Talkshow dengan tema “Gempur Rokok Ilegal dan Penipuan,” ini digelar mulai pukul 10.00 hingga 11.00. Menghadirkan dua Pelaksana Seksi Kepatuhan Internal dan Penyuluhan Bea Cukai Probolinggo Dwi Rahayu Nandayani dan Umi Mar’atun Sholihah.
Dwi Rahayu Nandayani menjelaskan, wilayah kerja Pengawasan Bea Cukai Probolinggo mencakup Kota Probolinggo, Kabupaten Probolinggo, dan Kabupaten Lumajang. Tahun ini Bea Cukai Probolinggo ditargetkan menghimpun penerimaan negara Rp 1,4 triliun.
“Target tersebut terdiri atas penerimaan Bea Masuk sebesar Rp 10 miliar dan Cukai Hasil Tembakau Rp 1,39 triliun,” katanya.
Menurut Rahayu, penerimaan dari sektor cukai manfaatnya akan kembali dirasakan masyarakat melalui Dana Bagi Hasil Cukai Hasil Tembakau (DBHCHT). Di Kabupaten Probolinggo, pemanfaatan DBHCHT diprioritaskan untuk tiga bidang. Meliputi kesejahteraan masyarakat sebesar 50 persen, kesehatan 40 persen, dan penegakan hukum 10 persen.
“Peran aktif masyarakat dalam memberantas rokok ilegal sangat penting karena penerimaan cukai secara langsung mendukung pembangunan fasilitas kesehatan, infrastruktur jalan, hingga pemulihan ekonomi daerah,” ujarnya.
Sementara itu, Umi Mar’atun Sholihah mengajak masyarakat lebih teliti sebelum membeli produk hasil tembakau. Ia menjelaskan sejumlah ciri rokok ilegal yang perlu diwaspadai.
“Seperti rokok polos tanpa pita cukai, menggunakan pita cukai bekas, pita cukai palsu, serta pita cukai yang tidak sesuai peruntukannya,” jelasnya.
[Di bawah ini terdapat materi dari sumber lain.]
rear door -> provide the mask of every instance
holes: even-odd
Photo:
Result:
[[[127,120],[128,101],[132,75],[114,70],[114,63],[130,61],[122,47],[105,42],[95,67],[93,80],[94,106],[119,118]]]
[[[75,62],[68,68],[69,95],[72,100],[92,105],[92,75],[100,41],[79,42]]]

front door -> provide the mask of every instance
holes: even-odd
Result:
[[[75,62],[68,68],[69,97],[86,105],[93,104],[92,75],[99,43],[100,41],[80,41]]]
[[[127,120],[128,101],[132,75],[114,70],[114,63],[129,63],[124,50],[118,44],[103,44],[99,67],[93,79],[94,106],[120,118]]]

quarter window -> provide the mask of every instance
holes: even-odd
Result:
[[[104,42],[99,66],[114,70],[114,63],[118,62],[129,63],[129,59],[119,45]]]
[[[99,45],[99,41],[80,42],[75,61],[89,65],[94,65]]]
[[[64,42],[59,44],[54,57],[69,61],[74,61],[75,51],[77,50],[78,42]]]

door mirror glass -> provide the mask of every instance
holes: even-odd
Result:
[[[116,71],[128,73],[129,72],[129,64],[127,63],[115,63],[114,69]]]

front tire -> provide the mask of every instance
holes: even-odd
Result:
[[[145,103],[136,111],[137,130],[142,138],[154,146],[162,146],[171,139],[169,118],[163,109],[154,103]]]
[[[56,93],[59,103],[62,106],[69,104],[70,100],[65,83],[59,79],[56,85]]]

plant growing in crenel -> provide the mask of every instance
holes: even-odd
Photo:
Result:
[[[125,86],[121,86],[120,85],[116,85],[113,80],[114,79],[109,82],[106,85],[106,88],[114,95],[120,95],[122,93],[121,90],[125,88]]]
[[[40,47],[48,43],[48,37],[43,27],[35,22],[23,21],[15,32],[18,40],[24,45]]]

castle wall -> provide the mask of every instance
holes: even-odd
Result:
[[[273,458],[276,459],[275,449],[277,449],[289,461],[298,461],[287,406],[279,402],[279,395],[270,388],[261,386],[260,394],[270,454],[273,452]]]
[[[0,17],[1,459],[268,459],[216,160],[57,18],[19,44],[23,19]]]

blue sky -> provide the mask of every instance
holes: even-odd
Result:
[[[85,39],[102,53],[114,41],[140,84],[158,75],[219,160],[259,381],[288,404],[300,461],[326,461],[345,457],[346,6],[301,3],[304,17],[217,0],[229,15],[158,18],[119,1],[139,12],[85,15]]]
Ia juga mengingatkan bahwa peredaran rokok ilegal memiliki konsekuensi hukum. Penjual atau mengedarkannya dapat dikenakan sanksi pidana serta denda sesuai peraturan perundang-undangan di bidang cukai.
Di akhir talkshow, Bea Cukai Probolinggo mengajak masyarakat menjadi bagian dari upaya pemberantasan rokok ilegal. Sekaligus, meningkatkan kewaspadaan terhadap berbagai modus penipuan yang mengatasnamakan Bea Cukai.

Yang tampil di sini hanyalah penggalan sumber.